Saturday, March 03, 2018

Poor Pay Rises

U.S. wage growth remains slow and uneven, with African-Americans and women still at a clear disadvantage while the wealthiest are accumulating more money than ever, a new analysis of census data shows.

Median real wages grew only 0.2 percent over the past year, according to a report to be released Thursday by the Economic Policy Institute, a progressive think-tank. Wages for African-Americans declined in most wage brackets.

By contrast, those in the 95th wage percentile saw an average pay hike of 1.5 percent over the past year.

The past 17 years have been marked by slower growth for black workers compared with whites in every wage bracket, according to the report. The gender wage gap also remains stark, though among women, the differential between rich and poor was smaller than among men. Women in the 95th percentile made 5.5 times what those in the tenth percentile made, whereas similarly situated rich men made 7 times as much as their poorer brethren.

In 2015, Indiana politicians insisted that they could save “between 10 percent and 20 percent” on the cost of schools and other public works, while “opening doors of opportunity” by repealing the state’s prevailing wage law– known as the common construction wage. 
It looks like they were wrong.
New research from the Midwest Economic Policy Institute and Colorado State University economist Kevin Duncan has found that repeal of Indiana’s prevailing wage law has not only shrunk wages and increased income inequality, it has failed to make construction projects any cheaper.
Enacted in the 1930s, Indiana’s common construction wage created local-market minimum wages for different types of skilled construction work.
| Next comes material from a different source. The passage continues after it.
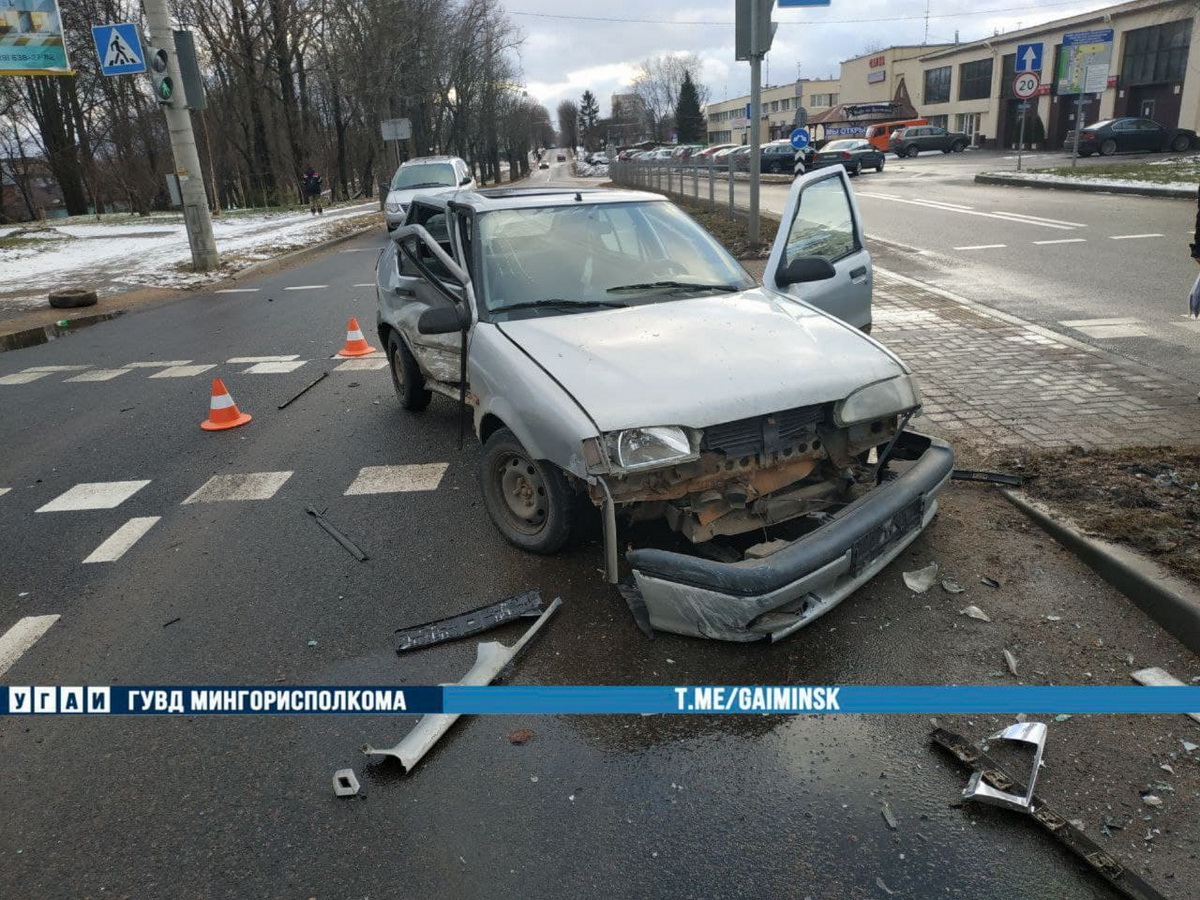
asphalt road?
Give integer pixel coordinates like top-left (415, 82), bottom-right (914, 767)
top-left (626, 151), bottom-right (1200, 382)
top-left (2, 200), bottom-right (1198, 897)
Its purpose was to ensure that contractors competing for state projects did so based on core construction competencies, as opposed to who could pay workers performing dangerous and difficult jobs the least. This minimized the risk of shoddy work, put local businesses on a level playing field with firms from out of town, and helped the industry recruit and retain a stable supply of skilled workers—each of which were significant problems at the time.
According to publicly available data, in the 18 months following repeal, the state’s average hourly construction pay dropped by 8 percent. Wages for the lowest-paid Hoosier construction workers have dropped by 15 percent. Looking at northern Indiana’s 335 school construction projects from 2013-2017, we found that there was no statistical difference in average school construction costs following repeal. 
Or, in the words of Assistant Indiana House Floor Leader Ed Soliday, “It hasn’t saved a penny.”

Ultimately, the research reveals that repeal of the common construction wage has failed to deliver for Indiana taxpayers and the economy. Instead, it has shrunk wages, eroded standards of workmanship, and slowed industry job growth.